In the final sub-panel, Jack Lynch, formerly head of First Midwest Bank of Illinois, described his activities pushing the restoration of Glass-Steagall into the Republican Presidential platform in 2016 as based on the impetus of Lyndon LaRouche’s forecasts of economic collapses since 1999, after Glass-Steagall was “gutted.” “We’re on the brink” of another financial collapse, he said, especially given the immense derivatives portfolios of the largest Wall Street banks.
Ellen Brown, President of the Public Banking Institute, presented examples from American history of direct government issuance of credit, from the Pennsylvania colony’s public bank started in 1730 (and shut down in 1751 by a British Crown order prohibiting American currency issuance) to Lincoln’s Greenback policy.

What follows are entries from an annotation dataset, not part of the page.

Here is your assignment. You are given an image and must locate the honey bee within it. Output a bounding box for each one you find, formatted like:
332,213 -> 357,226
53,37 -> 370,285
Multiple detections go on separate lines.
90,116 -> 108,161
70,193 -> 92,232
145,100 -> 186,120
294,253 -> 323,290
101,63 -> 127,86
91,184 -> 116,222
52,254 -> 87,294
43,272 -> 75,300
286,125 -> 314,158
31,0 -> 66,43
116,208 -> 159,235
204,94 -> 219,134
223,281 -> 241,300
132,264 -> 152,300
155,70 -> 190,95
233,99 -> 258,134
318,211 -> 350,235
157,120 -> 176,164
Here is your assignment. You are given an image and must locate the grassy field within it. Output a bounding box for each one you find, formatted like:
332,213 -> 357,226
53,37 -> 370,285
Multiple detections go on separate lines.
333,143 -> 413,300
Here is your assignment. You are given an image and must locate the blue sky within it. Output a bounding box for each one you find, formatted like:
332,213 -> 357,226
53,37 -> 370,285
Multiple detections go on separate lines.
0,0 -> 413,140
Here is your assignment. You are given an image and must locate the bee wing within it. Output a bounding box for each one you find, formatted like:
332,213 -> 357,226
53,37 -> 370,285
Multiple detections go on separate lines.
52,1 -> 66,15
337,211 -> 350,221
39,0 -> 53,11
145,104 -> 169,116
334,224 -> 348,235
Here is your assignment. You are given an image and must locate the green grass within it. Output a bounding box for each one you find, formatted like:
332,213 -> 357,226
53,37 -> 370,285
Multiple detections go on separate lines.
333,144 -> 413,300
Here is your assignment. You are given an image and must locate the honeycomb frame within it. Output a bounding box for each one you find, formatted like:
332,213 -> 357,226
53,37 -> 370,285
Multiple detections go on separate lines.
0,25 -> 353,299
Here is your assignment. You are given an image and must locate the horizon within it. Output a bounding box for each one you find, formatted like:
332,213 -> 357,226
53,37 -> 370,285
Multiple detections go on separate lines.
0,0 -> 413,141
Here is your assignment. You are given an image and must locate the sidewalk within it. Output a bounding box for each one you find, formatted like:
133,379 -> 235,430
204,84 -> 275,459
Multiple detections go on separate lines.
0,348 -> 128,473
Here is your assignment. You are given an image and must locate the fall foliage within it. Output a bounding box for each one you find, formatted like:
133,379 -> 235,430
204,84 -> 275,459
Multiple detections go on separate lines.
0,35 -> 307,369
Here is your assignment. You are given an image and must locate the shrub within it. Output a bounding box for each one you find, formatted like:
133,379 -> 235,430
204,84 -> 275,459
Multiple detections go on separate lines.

She noted that Lyndon LaRouche had proposed direct Treasury currency issues 40 years ago. (EIR recently republished LaRouche’s 1981 paper on this subject).
They were joined by Professor Morales, who presented a unique window of understanding from Central and South America.
As this fourth and final panel concluded, Dennis Small announced the scheduling of an international youth call with Helga Zepp-LaRouche on May 9, and the urgency of the ongoing mobilization to organize another of the many waves of youth movements Lyndon LaRouche had catalyzed over decades. A video message of greetings from Dr. Joycelyn Elders, former Surgeon General of the United States directly addressed the Covid-19 crisis and particularly the young people from all over the world participating in the conference. Zepp-LaRouche urged all who were listening: “We haven’t heard another solution to this crisis than the four-power approach we are advancing. Go into a full mobilization on this proposal.”